Het onderzoek ter zitting heeft plaatsgevonden op 1 februari 2007. Appellante heeft zich laten vertegenwoordigen door mr. G. Wind, advocaat te Utrecht. De stichting heeft zich laten vertegenwoordigen door P.A.M. de Bruijn, secretaris van het algemeen bestuur, bijgestaan door B. de Gooyert, als stafmedewerker werkzaam bij de stichting.

II. OVERWEGINGEN

1. Op grond van de gedingstukken en het verhandelde ter zitting gaat de Raad uit van de volgende in dit geding van belang zijnde feiten en omstandigheden.

1.1. Appellante heeft als groepsleerkracht gewerkt aan de basisschool "De Muze" en vervolgens aan de basisschool "De Bloemberg" te Nijmegen.
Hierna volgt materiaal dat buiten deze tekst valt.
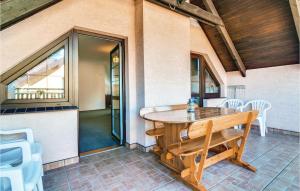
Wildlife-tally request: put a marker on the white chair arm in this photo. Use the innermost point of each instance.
(24, 145)
(27, 131)
(268, 107)
(245, 106)
(240, 108)
(222, 104)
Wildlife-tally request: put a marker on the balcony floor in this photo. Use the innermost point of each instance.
(275, 156)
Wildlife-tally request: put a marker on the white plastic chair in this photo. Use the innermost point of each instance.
(26, 176)
(262, 107)
(232, 103)
(13, 157)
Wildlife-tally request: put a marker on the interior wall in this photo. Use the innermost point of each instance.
(94, 72)
(278, 85)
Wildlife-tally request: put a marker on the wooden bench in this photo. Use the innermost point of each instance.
(204, 136)
(158, 128)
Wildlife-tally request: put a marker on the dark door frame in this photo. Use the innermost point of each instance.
(117, 38)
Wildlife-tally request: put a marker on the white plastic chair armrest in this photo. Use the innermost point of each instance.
(27, 131)
(245, 106)
(268, 107)
(222, 104)
(240, 108)
(24, 145)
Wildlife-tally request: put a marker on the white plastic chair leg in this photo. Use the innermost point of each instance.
(40, 185)
(266, 126)
(262, 128)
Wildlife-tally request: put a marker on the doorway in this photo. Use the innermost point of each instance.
(100, 93)
(204, 84)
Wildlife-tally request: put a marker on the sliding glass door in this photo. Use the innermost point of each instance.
(116, 92)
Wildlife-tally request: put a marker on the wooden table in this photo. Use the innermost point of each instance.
(174, 121)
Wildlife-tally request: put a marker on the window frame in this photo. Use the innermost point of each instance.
(65, 41)
(204, 66)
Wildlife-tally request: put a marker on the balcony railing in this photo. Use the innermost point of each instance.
(38, 93)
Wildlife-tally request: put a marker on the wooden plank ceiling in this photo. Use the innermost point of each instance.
(263, 32)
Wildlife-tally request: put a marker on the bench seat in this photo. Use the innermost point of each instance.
(193, 146)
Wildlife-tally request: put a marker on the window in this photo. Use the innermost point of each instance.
(44, 81)
(210, 84)
(40, 80)
(203, 83)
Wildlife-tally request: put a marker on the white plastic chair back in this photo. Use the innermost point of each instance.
(26, 176)
(260, 105)
(232, 103)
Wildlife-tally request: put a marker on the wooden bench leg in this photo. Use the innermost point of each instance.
(243, 164)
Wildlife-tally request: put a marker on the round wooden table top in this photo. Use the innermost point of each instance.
(182, 116)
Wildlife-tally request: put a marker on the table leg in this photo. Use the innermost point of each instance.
(171, 136)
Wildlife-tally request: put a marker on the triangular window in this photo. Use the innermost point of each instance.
(42, 79)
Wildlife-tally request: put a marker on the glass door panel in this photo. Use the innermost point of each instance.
(116, 95)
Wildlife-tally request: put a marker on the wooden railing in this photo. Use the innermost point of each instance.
(39, 93)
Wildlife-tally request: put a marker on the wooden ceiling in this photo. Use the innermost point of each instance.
(263, 32)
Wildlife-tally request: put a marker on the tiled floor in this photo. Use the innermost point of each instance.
(275, 156)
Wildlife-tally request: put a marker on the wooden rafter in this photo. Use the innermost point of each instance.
(226, 38)
(295, 7)
(191, 11)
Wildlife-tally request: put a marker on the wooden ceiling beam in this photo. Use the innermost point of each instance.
(295, 7)
(226, 38)
(190, 10)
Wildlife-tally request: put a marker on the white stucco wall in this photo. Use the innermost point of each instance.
(56, 131)
(201, 45)
(165, 42)
(278, 85)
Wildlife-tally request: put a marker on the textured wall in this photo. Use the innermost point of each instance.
(166, 59)
(278, 85)
(113, 17)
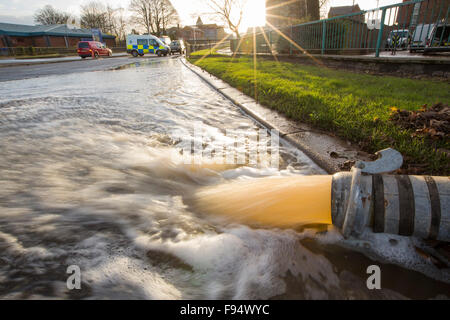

Op 26 september 2000 is zij met psychische klachten uitgevallen.

1.2. Bij besluit van 27 juni 2001 heeft de stichting appellante per 30 juni 2001 ontslagen met toepassing van artikel II D3, tweede lid, aanhef en onder d, van het Rechtspositie-besluit onderwijspersoneel (Rpbo). Aan dit besluit heeft de stichting ten grondslag gelegd dat appellante bij haar aanstelling heeft verzwegen dat zij in 1985 op niet-fysieke gronden is afgekeurd als leerkracht en sedertdien een uitkering ingevolge de Wet op de arbeids-ongeschiktheidsverzekering (WAO) ontvangt naar een mate van arbeidsongeschiktheid van 80 100%. Het ontslagbesluit is, voor zover thans nog van belang, na bezwaar gehandhaafd bij het bestreden besluit van 15 april 2003.

1.3. Bij de aangevallen uitspraak heeft de rechtbank het beroep van appellante ongegrond verklaard.

2. Naar aanleiding van hetgeen in hoger beroep is aangevoerd, overweegt de Raad als volgt.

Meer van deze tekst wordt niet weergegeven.